HONOLULU (AP) — As the first tropical storm to hit Hawaii in 22 years passed by the islands, some coffee farmers on the Big Island navigated flooded roads to assess damage to their crops Friday while residents and tourists wandered the beaches of Oahu and surfers took to the waves as wind and rain let up.
The first storm in a one-two punch bound for Hawaii clamored ashore overnight Friday as a weakened tropical storm. A second system behind it also weakened and was on track to pass well north of the islands early Sunday.
Tropical Storm Iselle knocked out power, caused flooding and downed trees when it crossed onto the Big Island in a rural and sparsely populated region. There have been no reports of major injuries, Gov. Neil Abercrombie said Friday.

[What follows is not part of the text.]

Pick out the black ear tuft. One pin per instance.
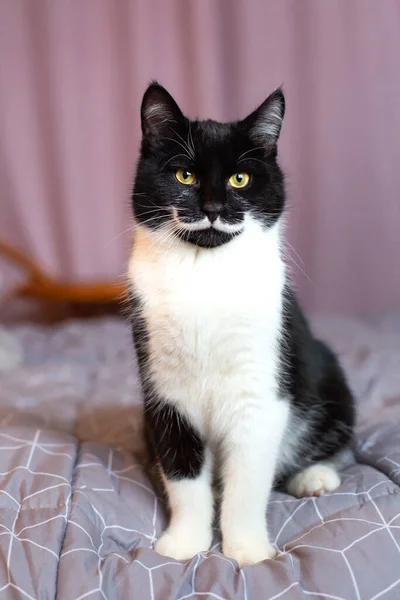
(159, 111)
(265, 123)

Heavy rains and wind from the storm's outer bands hit Maui and Oahu on Friday morning but eased later in the day as Iselle swirled farther out to sea.

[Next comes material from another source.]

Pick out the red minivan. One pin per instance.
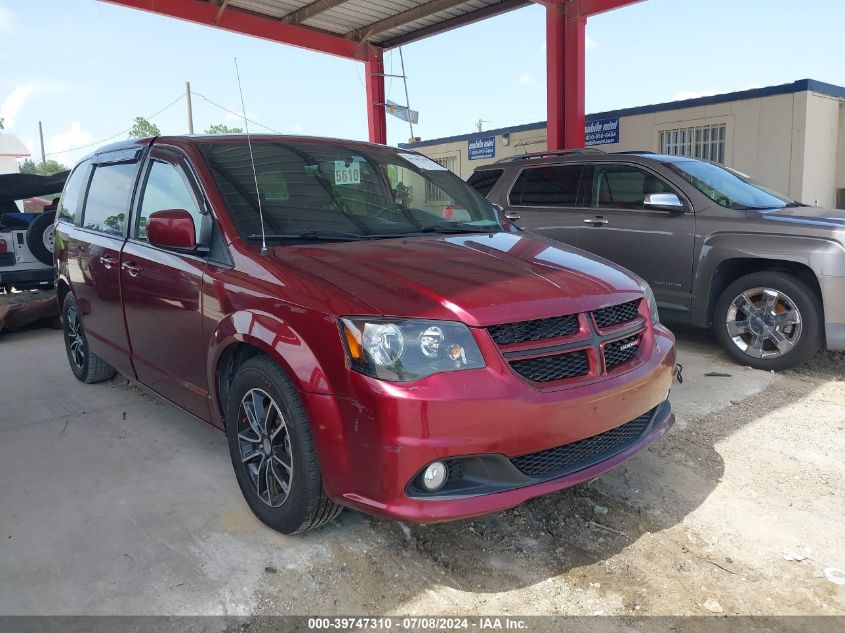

Those staying in shelters were told to return home, while crews and some residents used chain saws to clear trees from roads.
On Oahu's south shore, near Honolulu, the cloudy skies started to give way to patches of blue as tourists and residents ventured out to see the surf.
"We've never seen the water crash into the rocks the way they are. It's just beautiful," said Army Sgt. Steven Reyes, who drove to the coast with his mother after his home on a central Oahu Army base lost power.
Honolulu's lifeguard division said about a dozen surfers were riding waves Friday at a spot nicknamed "Suicides," near the popular Diamond Head crater. Lifeguards on Oahu planned only to respond to emergency calls, avoiding regular patrols.
At 8 p.m. Friday Hawaii Standard Time, the National Weather Service canceled the tropical storm warning for all of the Hawaiian islands.
Even then, the National Park Service said it would keep its popular memorial sites at Pearl Harbor in Oahu closed through Saturday as staff keeps an eye on Hurricane Julio.
The state Department of Health warned the public to stay out of floodwaters and storm water runoff across Hawaii because they are known to attract sharks as they wash possible dead animals into the ocean.
The storm affected some Big Island residents who planned to vote in Saturday's primary election: State elections officials say they will postpone the primary election for about 8,000 voters in two precincts on the island because of nearby road damage caused by the storm. The roads left communities in Puna isolated, Chief Election Officer Scott Nago said in a statement Friday.
The rest of the primary will move forward as planned, and the two precincts will vote absentee later, Nago said.